Conservancy Research Manager, Dr. Jeff Schmid, was recently treated to a rare sighting of two endangered smalltooth sawfish while performing sea turtle nest monitoring on Keewaydin Island.
The island is now separated into a northern portion and a larger southern portion owing to a pass that opened up following Hurricane Ian. This new channel now connects the Gulf waters with the mangrove-lined backwaters and promotes tidal flushing of the productive estuarine habitats.
It was on a newly-formed sandbar by the pass that Dr. Schmid observed the two smalltooth sawfish. The sawfish were juveniles and were seen continually cruising in waters several inches deep, presumably looking for food. Judging from their size – around 3 feet – these were probably young-of-the-year sawfish that were pupped during spring, typically April and May.
Female sawfish reproduce every other year and return to the same estuarine nursery grounds to give birth.
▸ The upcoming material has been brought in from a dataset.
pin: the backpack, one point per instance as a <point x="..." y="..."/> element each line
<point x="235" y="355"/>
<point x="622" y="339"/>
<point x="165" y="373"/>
It is ironic that juveniles of one endangered species were observed during our efforts to protect the nests and developing young of another threatened species, both of which seem to be adapting to the changes brought about by the destructive hurricane.
These sawfish observations will be reported to Florida Fish and Wildlife researchers to help them better understand the areas inhabited by this endangered species.
Anglers and boaters are encouraged to report smalltooth sawfish encounters to Report Sawfish Sightings for Science.